J'ai, le temps que nous étions dans l'aéroport, agi comme si tout était normal. Comme si le fait que Nathan, l'homme que je vois, avec qui j'ai une relation, ait invité Andy, l'homme avec qui j'ai eu plusieurs relations sexuelles, mon amant en somme, à m'embrasser à ses côtés était normal. Comme si le partage de mes lèvres devait être évident, tout comme ils ont partagé mon corps, ma domination, mon temps.

Nathan a passé son bras dans le creux formé par le mien, tandis que j'avais les mains dans mes poches. Andy marchait à côté, plutôt souriant, mais je le sais décontenancé par ce qui venait de se passer. Quant à Bastien, il est complètement dépassé, à la fois par la présence d'Andy et par le comportement de Nathan.

Il m'avait répété des dizaines de fois que ce n'était pas ce qui comptait pour lui. Qu'il voulait juste m'avoir. Le silence a été de mise durant le trajet, et tant mieux. Chacun était sur son portable, sauf moi. Bastien regardait si le défilé avait attiré du monde. Nathan était concentré sur de la musique pour s'imprégner de l'ambiance du défilé. Andy répondait à ses amis. Moi je fixais le noir du cuir.

Comme maintenant d'ailleurs. Le défilé commence dans quelques dizaines de minutes, et je ne fais rien d'autre que regarder dans le vide. Je suis dans le même état qu'avant-hier. Dans le même état de fatigue. Dans le même état de tristesse. Dans le même état de colère. Tant que je ne saurais pas ce qui vient si souvent brutaliser mon esprit. Peu importe que mon esprit soit quelque peu embrumé. Tant que je comprends. Rien à faire, je ne sais pas.

Même mon café me semble fade. Il n'y a personne dans ces appartements-là, parce qu'ils sont trop éloignés des podiums et de la fête. J'y suis bien. Ils sont sombres, peu éclairés. Les murs, le mobilier, tout y est noir. C'est beau. Tout rentre en concorde avec mon esprit. La musique est douce sans être triste. Il n'y a que moi qui le suis.

Je laisse mon regard se poser un peu partout, parfois dehors, souvent dedans. Je sais que je dois être sous peu des dizaines d'étages en-dessous, pour présider ce défilé. Nathan sera sur le podium, réel roi de la journée. Je suis heureux d'avoir tenu ma promesse. D'être là tout simplement. C'est important d'être là. Pour lui. Pour moi. Pour nous, oui.

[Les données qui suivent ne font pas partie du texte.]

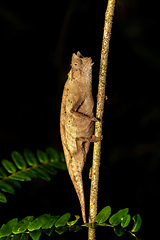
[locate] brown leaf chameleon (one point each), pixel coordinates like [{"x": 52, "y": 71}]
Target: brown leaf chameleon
[{"x": 77, "y": 121}]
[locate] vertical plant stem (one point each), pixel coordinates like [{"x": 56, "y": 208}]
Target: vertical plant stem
[{"x": 99, "y": 112}]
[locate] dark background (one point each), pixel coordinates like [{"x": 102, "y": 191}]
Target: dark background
[{"x": 37, "y": 41}]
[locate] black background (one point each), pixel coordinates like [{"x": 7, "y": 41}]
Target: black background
[{"x": 37, "y": 41}]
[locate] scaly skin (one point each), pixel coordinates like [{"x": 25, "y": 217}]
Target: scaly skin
[{"x": 77, "y": 121}]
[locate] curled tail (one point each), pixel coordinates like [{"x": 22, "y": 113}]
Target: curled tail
[{"x": 76, "y": 177}]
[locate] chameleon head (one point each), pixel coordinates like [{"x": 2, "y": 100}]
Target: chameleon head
[{"x": 82, "y": 66}]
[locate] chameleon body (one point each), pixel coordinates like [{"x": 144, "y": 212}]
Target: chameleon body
[{"x": 77, "y": 121}]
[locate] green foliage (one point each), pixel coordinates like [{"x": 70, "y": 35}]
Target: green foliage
[
  {"x": 47, "y": 223},
  {"x": 27, "y": 166},
  {"x": 29, "y": 226},
  {"x": 119, "y": 221}
]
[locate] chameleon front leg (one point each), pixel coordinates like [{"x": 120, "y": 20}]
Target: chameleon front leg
[{"x": 75, "y": 107}]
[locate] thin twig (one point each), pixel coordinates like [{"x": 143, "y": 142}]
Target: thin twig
[{"x": 99, "y": 112}]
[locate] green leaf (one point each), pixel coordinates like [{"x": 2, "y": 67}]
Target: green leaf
[
  {"x": 48, "y": 168},
  {"x": 20, "y": 176},
  {"x": 36, "y": 234},
  {"x": 38, "y": 222},
  {"x": 117, "y": 217},
  {"x": 9, "y": 166},
  {"x": 119, "y": 231},
  {"x": 2, "y": 198},
  {"x": 14, "y": 183},
  {"x": 48, "y": 231},
  {"x": 22, "y": 225},
  {"x": 61, "y": 230},
  {"x": 103, "y": 215},
  {"x": 62, "y": 221},
  {"x": 60, "y": 165},
  {"x": 6, "y": 187},
  {"x": 16, "y": 237},
  {"x": 53, "y": 155},
  {"x": 71, "y": 223},
  {"x": 50, "y": 222},
  {"x": 137, "y": 223},
  {"x": 41, "y": 174},
  {"x": 30, "y": 158},
  {"x": 6, "y": 229},
  {"x": 125, "y": 220},
  {"x": 24, "y": 236},
  {"x": 2, "y": 173},
  {"x": 42, "y": 157},
  {"x": 19, "y": 160}
]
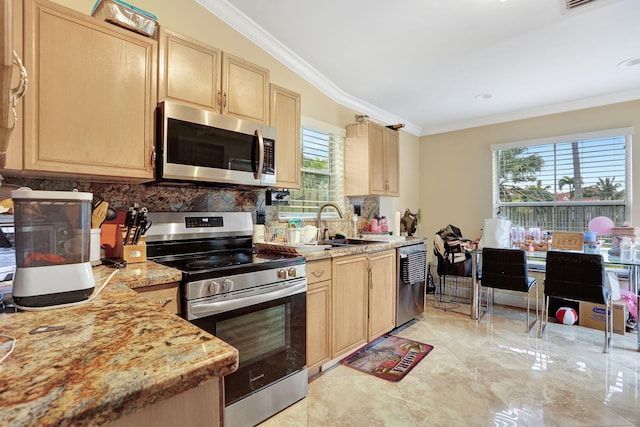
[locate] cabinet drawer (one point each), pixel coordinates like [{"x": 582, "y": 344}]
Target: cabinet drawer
[
  {"x": 318, "y": 271},
  {"x": 166, "y": 296}
]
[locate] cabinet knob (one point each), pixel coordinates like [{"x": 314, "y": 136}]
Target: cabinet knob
[{"x": 164, "y": 302}]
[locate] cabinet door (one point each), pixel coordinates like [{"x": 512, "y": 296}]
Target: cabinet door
[
  {"x": 189, "y": 70},
  {"x": 377, "y": 161},
  {"x": 349, "y": 303},
  {"x": 392, "y": 157},
  {"x": 382, "y": 293},
  {"x": 13, "y": 157},
  {"x": 92, "y": 94},
  {"x": 318, "y": 324},
  {"x": 285, "y": 117},
  {"x": 245, "y": 89}
]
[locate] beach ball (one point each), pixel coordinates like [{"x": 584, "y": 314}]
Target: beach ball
[
  {"x": 566, "y": 315},
  {"x": 601, "y": 225}
]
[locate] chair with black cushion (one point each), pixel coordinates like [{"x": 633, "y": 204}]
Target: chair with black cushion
[
  {"x": 580, "y": 277},
  {"x": 453, "y": 262},
  {"x": 507, "y": 269}
]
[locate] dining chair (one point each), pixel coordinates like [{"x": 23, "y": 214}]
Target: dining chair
[
  {"x": 580, "y": 277},
  {"x": 507, "y": 269}
]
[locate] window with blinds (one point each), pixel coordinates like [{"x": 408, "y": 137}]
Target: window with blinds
[
  {"x": 322, "y": 175},
  {"x": 562, "y": 183}
]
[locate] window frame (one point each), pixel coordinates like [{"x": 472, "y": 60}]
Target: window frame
[
  {"x": 627, "y": 133},
  {"x": 336, "y": 132}
]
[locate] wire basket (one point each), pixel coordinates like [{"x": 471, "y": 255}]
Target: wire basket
[{"x": 306, "y": 235}]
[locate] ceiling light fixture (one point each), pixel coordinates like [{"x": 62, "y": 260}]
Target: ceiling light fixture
[
  {"x": 484, "y": 96},
  {"x": 630, "y": 62}
]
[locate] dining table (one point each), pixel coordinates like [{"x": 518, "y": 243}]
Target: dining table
[{"x": 539, "y": 257}]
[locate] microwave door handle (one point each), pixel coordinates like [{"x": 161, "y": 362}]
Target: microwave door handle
[{"x": 258, "y": 174}]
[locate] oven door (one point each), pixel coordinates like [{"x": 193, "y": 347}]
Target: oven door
[{"x": 271, "y": 340}]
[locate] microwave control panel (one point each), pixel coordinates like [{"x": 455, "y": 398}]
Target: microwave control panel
[{"x": 269, "y": 166}]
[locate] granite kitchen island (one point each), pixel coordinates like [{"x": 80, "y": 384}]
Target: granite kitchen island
[{"x": 110, "y": 359}]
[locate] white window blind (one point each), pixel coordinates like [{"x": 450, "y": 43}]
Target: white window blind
[
  {"x": 564, "y": 182},
  {"x": 322, "y": 175}
]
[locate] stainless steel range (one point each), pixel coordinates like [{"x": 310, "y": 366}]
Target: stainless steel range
[{"x": 255, "y": 302}]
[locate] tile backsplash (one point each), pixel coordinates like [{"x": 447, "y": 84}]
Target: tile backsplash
[{"x": 186, "y": 198}]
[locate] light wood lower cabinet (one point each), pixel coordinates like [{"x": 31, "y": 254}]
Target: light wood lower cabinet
[
  {"x": 350, "y": 293},
  {"x": 166, "y": 296},
  {"x": 351, "y": 300},
  {"x": 382, "y": 293},
  {"x": 318, "y": 314}
]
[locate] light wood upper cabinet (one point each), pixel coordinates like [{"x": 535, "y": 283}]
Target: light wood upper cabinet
[
  {"x": 188, "y": 70},
  {"x": 382, "y": 293},
  {"x": 245, "y": 89},
  {"x": 371, "y": 160},
  {"x": 285, "y": 117},
  {"x": 13, "y": 156},
  {"x": 199, "y": 74},
  {"x": 92, "y": 93}
]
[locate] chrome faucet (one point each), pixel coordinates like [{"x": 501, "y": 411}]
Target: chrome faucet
[{"x": 321, "y": 208}]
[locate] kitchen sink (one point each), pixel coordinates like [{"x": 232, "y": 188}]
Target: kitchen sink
[{"x": 348, "y": 242}]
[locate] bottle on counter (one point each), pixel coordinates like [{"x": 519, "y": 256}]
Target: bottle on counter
[
  {"x": 384, "y": 226},
  {"x": 626, "y": 249}
]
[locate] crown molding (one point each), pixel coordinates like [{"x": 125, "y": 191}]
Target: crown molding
[{"x": 252, "y": 31}]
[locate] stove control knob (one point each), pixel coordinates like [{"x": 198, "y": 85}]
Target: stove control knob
[
  {"x": 227, "y": 285},
  {"x": 214, "y": 287}
]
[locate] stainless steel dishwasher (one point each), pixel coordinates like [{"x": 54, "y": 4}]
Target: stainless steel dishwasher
[{"x": 412, "y": 265}]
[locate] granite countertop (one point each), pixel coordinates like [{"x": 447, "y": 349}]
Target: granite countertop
[
  {"x": 359, "y": 249},
  {"x": 111, "y": 356}
]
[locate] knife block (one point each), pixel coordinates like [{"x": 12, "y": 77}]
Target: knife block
[{"x": 130, "y": 253}]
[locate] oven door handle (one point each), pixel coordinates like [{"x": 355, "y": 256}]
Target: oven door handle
[{"x": 197, "y": 310}]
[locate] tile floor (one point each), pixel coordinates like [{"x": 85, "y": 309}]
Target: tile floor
[{"x": 491, "y": 373}]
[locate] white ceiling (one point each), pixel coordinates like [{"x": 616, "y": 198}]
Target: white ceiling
[{"x": 423, "y": 62}]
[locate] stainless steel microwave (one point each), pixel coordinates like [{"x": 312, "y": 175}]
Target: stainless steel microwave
[{"x": 202, "y": 146}]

J'ai encore changé de costume. J'ai choisi celui d'un gris presque métallique, auquel j'ai associé une chemise blanche aux très fines rayures noires, quasiment invisibles à l'œil nu. C'est parfois si simple d'être observé, si attentivement regardé par les autres. Simple... Ce n'est pas ce que je disais hier à mes acteurs.

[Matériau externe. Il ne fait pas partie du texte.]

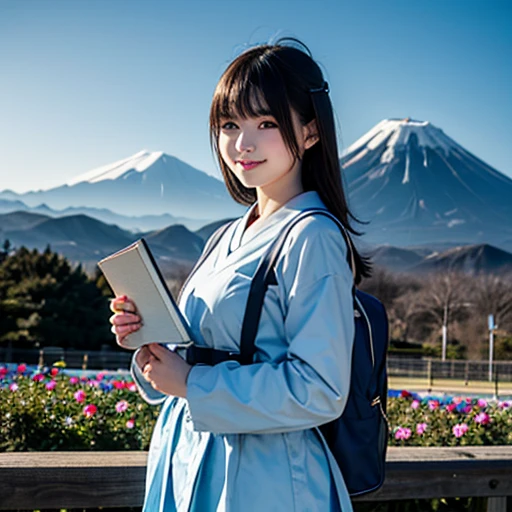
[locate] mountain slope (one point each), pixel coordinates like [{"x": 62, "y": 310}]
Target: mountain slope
[
  {"x": 143, "y": 184},
  {"x": 416, "y": 185}
]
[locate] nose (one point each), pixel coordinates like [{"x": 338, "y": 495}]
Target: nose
[{"x": 244, "y": 142}]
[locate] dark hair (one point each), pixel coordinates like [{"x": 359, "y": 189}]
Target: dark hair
[{"x": 271, "y": 79}]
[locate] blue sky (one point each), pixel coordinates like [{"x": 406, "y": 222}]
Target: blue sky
[{"x": 85, "y": 83}]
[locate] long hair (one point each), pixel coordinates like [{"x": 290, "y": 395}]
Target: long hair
[{"x": 273, "y": 79}]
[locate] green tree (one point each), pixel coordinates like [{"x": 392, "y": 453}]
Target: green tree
[{"x": 44, "y": 301}]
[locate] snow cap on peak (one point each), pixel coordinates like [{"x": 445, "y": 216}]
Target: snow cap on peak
[
  {"x": 138, "y": 162},
  {"x": 396, "y": 133}
]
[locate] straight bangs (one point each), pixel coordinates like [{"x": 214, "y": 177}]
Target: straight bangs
[{"x": 250, "y": 87}]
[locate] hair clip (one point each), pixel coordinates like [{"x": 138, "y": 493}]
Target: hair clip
[{"x": 324, "y": 88}]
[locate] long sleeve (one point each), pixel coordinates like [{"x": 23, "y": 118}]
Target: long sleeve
[{"x": 308, "y": 388}]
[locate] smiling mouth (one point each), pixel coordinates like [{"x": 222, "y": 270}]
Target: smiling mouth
[{"x": 249, "y": 164}]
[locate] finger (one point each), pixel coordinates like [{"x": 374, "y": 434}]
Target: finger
[
  {"x": 142, "y": 358},
  {"x": 122, "y": 303},
  {"x": 157, "y": 350},
  {"x": 125, "y": 329},
  {"x": 125, "y": 318}
]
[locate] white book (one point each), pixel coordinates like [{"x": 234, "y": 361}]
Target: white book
[{"x": 133, "y": 271}]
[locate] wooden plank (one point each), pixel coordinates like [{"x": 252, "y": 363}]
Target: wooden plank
[
  {"x": 71, "y": 479},
  {"x": 115, "y": 479}
]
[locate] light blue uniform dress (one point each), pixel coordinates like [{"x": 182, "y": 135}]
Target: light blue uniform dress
[{"x": 244, "y": 440}]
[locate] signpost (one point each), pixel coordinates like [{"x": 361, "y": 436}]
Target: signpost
[{"x": 492, "y": 327}]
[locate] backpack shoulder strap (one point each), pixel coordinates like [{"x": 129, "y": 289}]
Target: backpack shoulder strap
[{"x": 263, "y": 275}]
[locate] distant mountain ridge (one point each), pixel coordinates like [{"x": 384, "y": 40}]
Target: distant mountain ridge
[
  {"x": 86, "y": 240},
  {"x": 416, "y": 185},
  {"x": 147, "y": 183}
]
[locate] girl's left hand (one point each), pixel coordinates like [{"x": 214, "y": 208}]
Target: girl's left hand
[{"x": 165, "y": 370}]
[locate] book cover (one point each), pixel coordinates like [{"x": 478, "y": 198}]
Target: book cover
[{"x": 133, "y": 271}]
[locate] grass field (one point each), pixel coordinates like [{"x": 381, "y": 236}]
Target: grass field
[{"x": 451, "y": 386}]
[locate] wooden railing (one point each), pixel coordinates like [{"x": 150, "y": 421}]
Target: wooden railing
[{"x": 116, "y": 479}]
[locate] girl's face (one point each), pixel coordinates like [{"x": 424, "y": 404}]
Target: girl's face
[{"x": 255, "y": 151}]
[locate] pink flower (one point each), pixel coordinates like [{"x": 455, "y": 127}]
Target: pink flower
[
  {"x": 482, "y": 403},
  {"x": 80, "y": 395},
  {"x": 90, "y": 410},
  {"x": 121, "y": 406},
  {"x": 482, "y": 418},
  {"x": 420, "y": 428},
  {"x": 433, "y": 405},
  {"x": 460, "y": 429},
  {"x": 403, "y": 433},
  {"x": 50, "y": 386}
]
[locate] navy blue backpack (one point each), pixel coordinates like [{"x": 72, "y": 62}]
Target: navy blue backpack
[{"x": 358, "y": 439}]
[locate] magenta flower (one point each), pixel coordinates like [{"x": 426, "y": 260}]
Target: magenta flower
[
  {"x": 433, "y": 405},
  {"x": 482, "y": 418},
  {"x": 90, "y": 410},
  {"x": 121, "y": 406},
  {"x": 80, "y": 395},
  {"x": 50, "y": 386},
  {"x": 482, "y": 403},
  {"x": 460, "y": 429},
  {"x": 420, "y": 428},
  {"x": 403, "y": 433}
]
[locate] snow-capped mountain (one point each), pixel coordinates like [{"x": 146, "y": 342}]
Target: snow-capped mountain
[
  {"x": 147, "y": 183},
  {"x": 417, "y": 185}
]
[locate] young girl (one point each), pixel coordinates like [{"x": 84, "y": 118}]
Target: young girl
[{"x": 242, "y": 438}]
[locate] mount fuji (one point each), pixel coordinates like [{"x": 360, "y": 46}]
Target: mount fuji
[
  {"x": 415, "y": 185},
  {"x": 146, "y": 183}
]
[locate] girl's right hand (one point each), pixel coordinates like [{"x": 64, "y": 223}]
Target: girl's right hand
[{"x": 125, "y": 319}]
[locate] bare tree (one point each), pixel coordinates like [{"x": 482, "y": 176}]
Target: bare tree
[
  {"x": 444, "y": 297},
  {"x": 492, "y": 294}
]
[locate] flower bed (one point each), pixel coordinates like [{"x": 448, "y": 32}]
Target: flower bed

Ma soudaine possessivité n'est même plus liée à la propriété du studio. Non, j'ai envie qu'ils soient mes acteurs. Les acteurs de ma vie. On a tous quelque chose à construire ensemble. Un lien à retrouver. A créer avec le plus de personnes possibles. La domination a longtemps été le moyen de créer un lien intangible et invisible avec une majorité.

J'ai envie d'aller toujours plus loin. Que le chaos qui m'habite comme maintenant ne soit plus une tare. Qu'après tout que deux hommes aient aimé m'embrasser en même temps ne soit plus si grave. Que rien ne vienne amocher une vie déjà très compliquée. Qu'on retrouve un peu de sérénité. Qu'on soit tous protégés. 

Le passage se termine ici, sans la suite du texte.